Kewenangan Penyidik Tindak Pidana Narkotika Antara Polisi Republik Indonesia Dan Badan Narkotika Nasional (Menurut Undang-Undang Nomor 8 Tahun 1981 Kitab Undang-Undang Hukum Acara Pidana Dan Undang-Undang No. 35 Tahun 2009 Tentang Narkotika)

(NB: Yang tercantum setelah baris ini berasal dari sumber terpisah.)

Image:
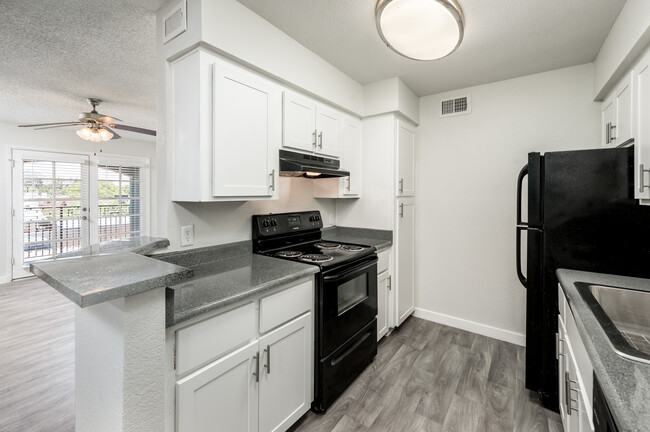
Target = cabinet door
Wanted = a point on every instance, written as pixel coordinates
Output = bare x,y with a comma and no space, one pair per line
221,396
608,121
351,157
405,257
623,100
405,159
246,133
286,374
299,121
328,124
382,304
642,128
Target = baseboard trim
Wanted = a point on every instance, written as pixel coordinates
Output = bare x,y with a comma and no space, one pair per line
471,326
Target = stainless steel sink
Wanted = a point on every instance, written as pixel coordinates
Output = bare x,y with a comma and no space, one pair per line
624,315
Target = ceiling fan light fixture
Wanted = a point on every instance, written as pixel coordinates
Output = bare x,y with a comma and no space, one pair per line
84,133
420,29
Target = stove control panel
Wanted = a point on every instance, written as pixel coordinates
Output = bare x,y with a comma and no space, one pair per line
285,223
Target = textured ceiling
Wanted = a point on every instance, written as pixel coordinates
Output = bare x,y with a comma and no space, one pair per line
503,39
57,53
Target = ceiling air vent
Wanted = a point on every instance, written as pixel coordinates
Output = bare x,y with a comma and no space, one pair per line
455,106
175,21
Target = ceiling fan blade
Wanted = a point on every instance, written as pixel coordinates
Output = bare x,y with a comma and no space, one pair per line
135,129
115,134
52,127
49,124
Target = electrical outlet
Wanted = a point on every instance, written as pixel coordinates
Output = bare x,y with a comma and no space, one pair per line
187,235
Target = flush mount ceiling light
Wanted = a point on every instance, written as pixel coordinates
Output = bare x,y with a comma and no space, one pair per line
420,29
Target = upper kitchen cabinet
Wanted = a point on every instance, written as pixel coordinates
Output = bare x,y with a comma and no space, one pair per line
617,115
311,126
641,126
350,186
226,128
405,158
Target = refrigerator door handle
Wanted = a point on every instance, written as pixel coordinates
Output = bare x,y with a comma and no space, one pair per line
520,274
520,179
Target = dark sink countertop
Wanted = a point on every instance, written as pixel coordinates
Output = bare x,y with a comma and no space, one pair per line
109,270
380,239
225,275
625,383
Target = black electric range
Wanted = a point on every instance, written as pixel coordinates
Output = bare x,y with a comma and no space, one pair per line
345,294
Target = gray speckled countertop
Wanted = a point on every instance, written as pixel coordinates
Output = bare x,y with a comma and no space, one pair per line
625,383
109,270
380,239
224,275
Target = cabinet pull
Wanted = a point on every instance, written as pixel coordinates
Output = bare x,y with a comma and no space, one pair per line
267,366
256,374
642,172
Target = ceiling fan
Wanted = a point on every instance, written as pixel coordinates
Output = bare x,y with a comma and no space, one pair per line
97,127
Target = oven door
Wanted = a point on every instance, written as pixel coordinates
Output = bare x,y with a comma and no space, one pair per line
348,302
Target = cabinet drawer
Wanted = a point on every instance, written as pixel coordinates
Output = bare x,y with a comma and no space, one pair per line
382,264
209,339
285,305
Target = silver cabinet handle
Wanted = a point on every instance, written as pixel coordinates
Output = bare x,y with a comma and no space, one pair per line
256,374
267,366
642,172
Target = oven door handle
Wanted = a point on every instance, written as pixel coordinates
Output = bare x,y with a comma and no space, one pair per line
357,269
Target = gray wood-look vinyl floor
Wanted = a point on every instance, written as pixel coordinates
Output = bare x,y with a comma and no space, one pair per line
431,378
37,360
426,378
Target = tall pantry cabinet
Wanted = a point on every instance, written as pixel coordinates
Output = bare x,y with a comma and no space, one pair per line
389,192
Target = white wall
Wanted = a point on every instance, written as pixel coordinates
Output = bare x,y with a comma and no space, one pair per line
56,141
225,222
466,192
625,42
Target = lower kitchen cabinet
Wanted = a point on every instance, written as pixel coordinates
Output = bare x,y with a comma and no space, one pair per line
260,385
575,374
285,375
221,396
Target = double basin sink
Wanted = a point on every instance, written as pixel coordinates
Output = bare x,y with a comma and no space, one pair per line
624,315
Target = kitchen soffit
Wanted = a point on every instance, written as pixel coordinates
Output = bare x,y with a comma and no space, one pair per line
503,39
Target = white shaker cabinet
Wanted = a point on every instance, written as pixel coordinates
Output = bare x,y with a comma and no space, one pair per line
405,258
249,369
222,396
405,159
225,130
641,122
617,114
310,126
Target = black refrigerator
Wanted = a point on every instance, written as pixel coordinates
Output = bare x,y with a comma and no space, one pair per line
582,215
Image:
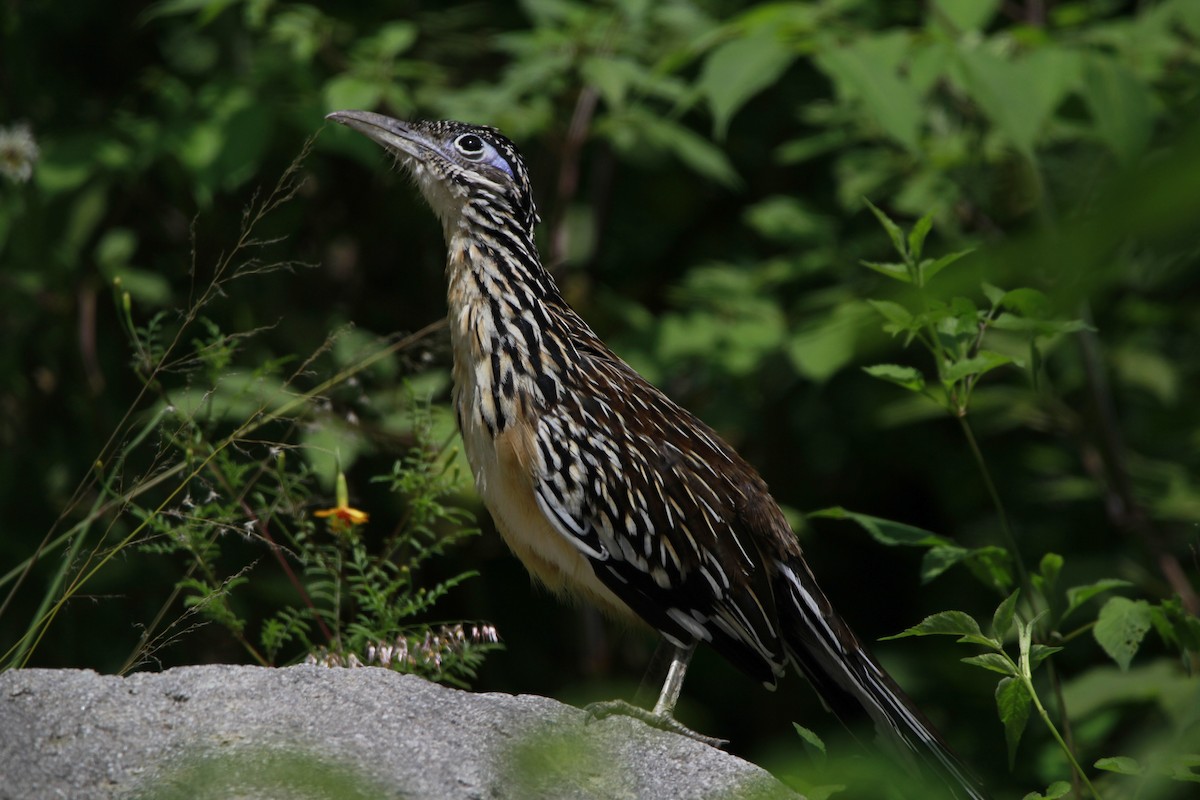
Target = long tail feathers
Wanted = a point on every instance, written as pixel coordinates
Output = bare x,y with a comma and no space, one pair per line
852,684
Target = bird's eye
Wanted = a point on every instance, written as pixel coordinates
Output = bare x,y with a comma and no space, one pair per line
469,145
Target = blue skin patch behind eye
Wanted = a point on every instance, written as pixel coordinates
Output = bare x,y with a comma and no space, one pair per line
498,161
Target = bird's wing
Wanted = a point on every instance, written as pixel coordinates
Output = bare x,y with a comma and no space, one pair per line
661,509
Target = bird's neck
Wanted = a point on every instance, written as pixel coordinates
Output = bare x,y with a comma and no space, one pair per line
507,320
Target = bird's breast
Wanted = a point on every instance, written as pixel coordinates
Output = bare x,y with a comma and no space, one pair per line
499,403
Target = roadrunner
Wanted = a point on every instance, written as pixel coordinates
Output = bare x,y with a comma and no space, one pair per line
601,485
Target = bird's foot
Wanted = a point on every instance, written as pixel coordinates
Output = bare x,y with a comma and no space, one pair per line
660,721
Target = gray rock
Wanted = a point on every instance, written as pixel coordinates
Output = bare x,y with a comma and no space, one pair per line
313,732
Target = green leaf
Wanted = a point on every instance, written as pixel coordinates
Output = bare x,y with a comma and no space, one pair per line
1002,619
1120,764
994,294
349,90
907,377
993,661
694,150
1121,107
1013,703
810,738
929,269
991,565
885,531
1049,569
967,14
1054,792
978,365
1121,626
1019,95
1008,322
917,235
940,559
899,317
959,624
820,349
737,71
895,271
1079,595
1029,302
894,233
1039,653
869,71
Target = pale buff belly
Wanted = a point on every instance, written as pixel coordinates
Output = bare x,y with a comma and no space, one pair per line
504,470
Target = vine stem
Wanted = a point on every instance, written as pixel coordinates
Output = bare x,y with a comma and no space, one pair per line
1023,575
1057,737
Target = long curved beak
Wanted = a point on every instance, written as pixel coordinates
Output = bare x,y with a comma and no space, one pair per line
393,134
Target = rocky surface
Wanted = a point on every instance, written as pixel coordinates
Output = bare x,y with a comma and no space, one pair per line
315,732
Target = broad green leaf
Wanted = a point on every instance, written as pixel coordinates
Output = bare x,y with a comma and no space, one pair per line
1007,322
1150,371
610,76
868,70
737,71
917,235
994,294
820,350
1027,302
940,559
894,233
900,318
693,150
1079,595
907,377
967,14
1013,703
810,738
1049,569
1120,764
1039,653
394,38
991,565
1002,620
1121,626
1019,95
349,90
930,269
993,661
1121,107
949,624
982,364
1175,625
895,271
786,218
885,531
1054,792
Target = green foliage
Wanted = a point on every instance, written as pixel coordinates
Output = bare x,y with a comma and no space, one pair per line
1007,388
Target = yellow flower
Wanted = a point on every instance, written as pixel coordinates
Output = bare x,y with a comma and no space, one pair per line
342,516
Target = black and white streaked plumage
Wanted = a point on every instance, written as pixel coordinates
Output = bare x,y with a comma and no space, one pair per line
601,485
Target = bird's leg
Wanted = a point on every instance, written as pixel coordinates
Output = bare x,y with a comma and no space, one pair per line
661,716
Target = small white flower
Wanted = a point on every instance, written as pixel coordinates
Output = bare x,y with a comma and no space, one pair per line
18,152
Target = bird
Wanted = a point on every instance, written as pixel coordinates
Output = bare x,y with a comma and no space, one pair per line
603,486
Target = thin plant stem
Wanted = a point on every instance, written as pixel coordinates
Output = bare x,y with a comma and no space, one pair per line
1023,575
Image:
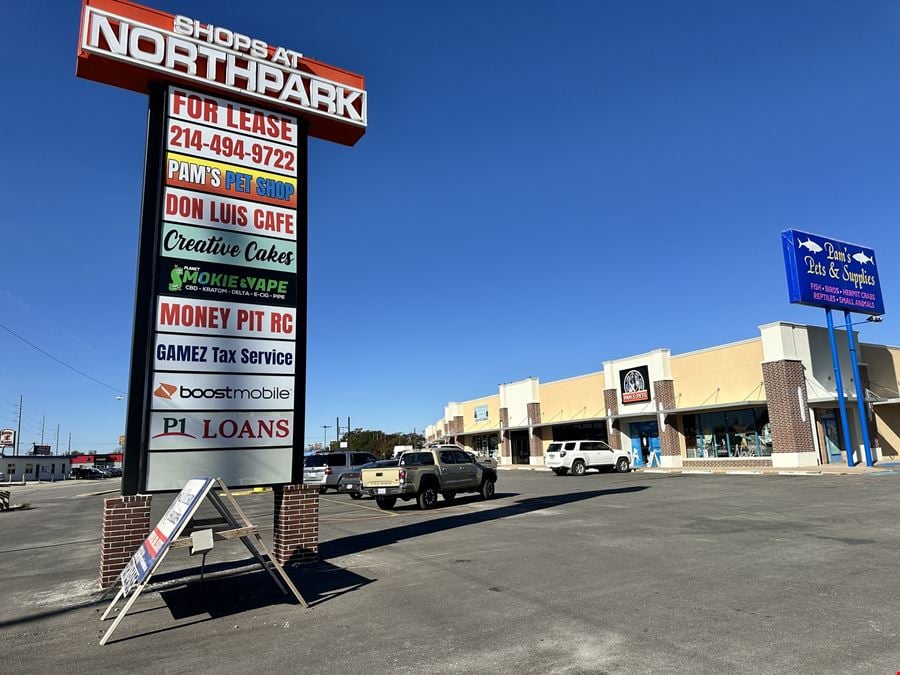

Main Author: | Santoso, Yoga Teguh |
---|---|
Format: | Thesis NonPeerReviewed |
Terbitan: |
, 2017
|
Subjects: | |
Online Access: |
http://repository.ub.ac.id/7485/ |
Daftar Isi:
- Tindak pidana narkotika yang semakin meningkat dengan bentuk kejahatannya yang semakin terorganisir, membuat pemerintah melakukan perubahan dengan mengesahkan Undang-Undang Nomor 35 Tahun 2009 tentang Narkotika pada tanggal 14 September 2009 dengan kebijkan politik hukum pidana dalam pemberantasan narkotika dibentuklah Badan Narkotika Nasional (BNN). Pemberian kewenangan terhadap penyidik BNN dalam Undang-Undang Nomor 35 Tahun 2009 tentang Narkotika menimbulkan konflik norma (conflict of norm) antara Undang-Undang Nomor 35 Tahun 2009 tentang Narkotika dengan Undang-Undang Nomor 8 Tahun 1981 tentang Kitab Undang-Undang Hukum Acara Pidana (KUHAP) dan menimbulkan tumpang tindihnya kewenangan dalam pemberantasan narkotika oleh BNN dan POLRI. Jenis penelitian hukum yang digunakan dalam penelitian ini adalah yuridis normatif, yaitu suatu penelitian yang secara deduktif dimulai dari analisa terhadap pasal-pasal dalam peraturan perundang-undangan yang mengatur permasalahan dalam penelitian ini. Berdasarkan hasil penelitian dan pembahasan yang diperoleh pemahaman: lembaga BNN semula adalah lembaga koordinator yang mengoordinasikan instansi pemerintah terkait dalam perumusan dan pelaksanaan kebijakan nasional mengenai penanggulangan narkotika dan mengoordinasikan pelaksanaan kebijakan nasional penanggulangan narkotika yang kemudian dengan lahirnya Undang-Undang Nomor 35 Tahun 2009 tentang Narkotika, lembaga BNN menjadi salah satu lembaga penegak hukum, tetapi dalam pemberian kewenangan dalam Undang-Undang tersebut tidak menjelaskan dengan tegas batasan-batasan kewenangan penyidik BNN dan POLRI sehingga menyebabkan tumpang tindihnya kewenangan dan menimbulkan konflik peraturan (conflict of norms). Dari kesimpulan tersebut dapat disampaikan beberapa rekomendasi antara lain: Kewenangan penyidik yang diberikan kepada BNN haruslah dipertegas dengan menentukan subyek hukum dan obyek hukum, pemberian kewenangan penyidikan harus memperhatikan kewenangan penyidikan yang diberikan kepada POLRI sebagai penyidik utama sebagaimana yang dimaksud dalam KUHAP.